Pero cuanto más luchaba contra la presencia de ella, más se obsesionaba con su cuerpo, la planicie de su estómago, la curva leve del tobillo, el hueso saliente de la clavícula. Ésa era su única geografía. Necesitaba acostarse con ella no una noche, sino todas las noches, tumbarla boca arriba en una de aquellas camas con dosel, abrirle los muslos y adentrarse en ella, domándola a su ritmo, hasta hacerle perder el dominio, hasta suavizar aquellas aristas de dureza que se le ponían a veces en el rostro y que tan distante la hacían parecer. Igual que el viento va puliendo las rocas desnudas. La última vez fue así. Fuerte, violento. Cayeron los dos de rodillas, él con la cabeza metida debajo de la camisa de ella y el sabor salado de sus dedos en la boca antes de empezar a dar rienda suelta a su deseo. La sujetó del pelo y tiró de él fuerte hacia atrás, las facciones trastornadas, furioso, voraz, con besos convertidos en mordiscos y caricias detenidas en el límite mismo del arañazo. Le hizo el amor salvajemente, como si la odiara. Pero lo que odiaba era el futuro.

– Me largo -le dijo con la cabeza baja, sin mirarla, antes de salir descalzo de su habitación.

Era lo único que podía hacer. Estaba volviéndose loco. Además ella sabía apañárselas muy bien sola.

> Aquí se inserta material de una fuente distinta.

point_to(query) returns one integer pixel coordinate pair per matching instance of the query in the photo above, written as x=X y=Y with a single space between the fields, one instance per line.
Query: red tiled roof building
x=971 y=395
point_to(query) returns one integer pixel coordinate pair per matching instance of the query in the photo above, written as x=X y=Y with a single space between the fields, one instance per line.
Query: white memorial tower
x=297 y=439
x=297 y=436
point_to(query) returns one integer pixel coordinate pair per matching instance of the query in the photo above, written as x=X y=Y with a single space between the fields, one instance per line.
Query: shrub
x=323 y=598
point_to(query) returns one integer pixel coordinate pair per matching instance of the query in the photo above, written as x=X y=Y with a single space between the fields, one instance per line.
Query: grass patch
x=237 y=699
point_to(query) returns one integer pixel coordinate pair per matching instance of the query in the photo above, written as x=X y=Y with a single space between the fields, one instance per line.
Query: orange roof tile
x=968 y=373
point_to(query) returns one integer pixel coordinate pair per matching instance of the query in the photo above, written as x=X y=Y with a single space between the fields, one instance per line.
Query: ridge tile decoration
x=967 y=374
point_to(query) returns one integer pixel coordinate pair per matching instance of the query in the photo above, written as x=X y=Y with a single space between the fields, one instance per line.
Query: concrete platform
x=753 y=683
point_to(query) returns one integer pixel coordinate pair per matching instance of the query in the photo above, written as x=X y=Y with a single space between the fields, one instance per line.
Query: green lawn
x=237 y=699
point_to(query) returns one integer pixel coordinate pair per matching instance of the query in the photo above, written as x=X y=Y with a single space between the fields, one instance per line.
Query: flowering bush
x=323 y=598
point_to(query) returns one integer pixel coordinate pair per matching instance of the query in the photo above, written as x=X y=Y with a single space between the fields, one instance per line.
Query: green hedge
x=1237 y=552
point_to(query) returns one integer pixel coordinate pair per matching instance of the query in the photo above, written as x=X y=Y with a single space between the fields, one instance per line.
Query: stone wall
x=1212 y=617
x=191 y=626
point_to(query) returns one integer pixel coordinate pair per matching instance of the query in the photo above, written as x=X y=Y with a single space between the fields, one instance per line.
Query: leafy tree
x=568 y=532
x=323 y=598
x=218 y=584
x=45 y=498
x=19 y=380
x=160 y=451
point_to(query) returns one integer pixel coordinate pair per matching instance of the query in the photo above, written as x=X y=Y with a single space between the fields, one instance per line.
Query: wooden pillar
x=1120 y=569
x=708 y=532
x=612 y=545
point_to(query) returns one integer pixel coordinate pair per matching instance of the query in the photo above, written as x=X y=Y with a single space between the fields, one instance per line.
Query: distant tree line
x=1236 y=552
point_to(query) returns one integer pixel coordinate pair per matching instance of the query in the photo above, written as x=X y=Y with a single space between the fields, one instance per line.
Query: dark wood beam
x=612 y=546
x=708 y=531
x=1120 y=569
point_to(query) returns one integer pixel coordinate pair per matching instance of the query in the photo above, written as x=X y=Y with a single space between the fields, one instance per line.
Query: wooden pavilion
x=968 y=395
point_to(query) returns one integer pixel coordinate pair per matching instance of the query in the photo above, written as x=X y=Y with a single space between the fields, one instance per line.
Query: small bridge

Estaba centrada en su trabajo más que nunca. Tenía la costumbre de levantarse temprano y regresar con la última luz del día. Al amanecer recorría el parque del Oeste y todo el intrincado sistema de trincheras excavado alrededor de la Ciudad Universitaria. De regreso del frente caminaba por la avenida del quince y medio, cruzándose con los viandantes, sorteando con indiferencia el cadáver de algún ciudadano desafortunado, curtida ya de espantos ante la muerte, con una coraza que se le había ido formando sin darse cuenta a lo largo de casi un año de guerra. Se paró de pronto ante la cartelera de un cine. Allí estaba Jean Harlow, una muchacha, medio mala, medio buena, mitad ángel, mitad vampiresa, como cualquier personaje susceptible de redención y a su lado Clark Gable, su salvador, sonriente, brutal, tierno, el hombre que debía ponerla a prueba, apartarla, rebajarla un poco, despreciarla y al mismo tiempo responder a su amor con un amor encarnizado, de la misma naturaleza. La historia de siempre. Todo ese interior violento y complicado para defenderse de la propia ternura. El cine con su tributo de sueños y sombras.

A mediados de marzo los sublevados intentaron un nuevo asalto sobre Madrid desde el nordeste. Pero el ataque de las tropas italianas enviadas por Mussolini fue contestado con una gran contraofensiva que terminó con la victoria republicana en Guadalajara. Gerda recorrió las zonas conquistadas, circulando por carreteras estrechas, llenas de barro, con un gran trasiego de camiones y carros de combate. Ese día llegó a la Alianza cansada y pálida, con el trípode de la cámara agujereado de balas fascistas.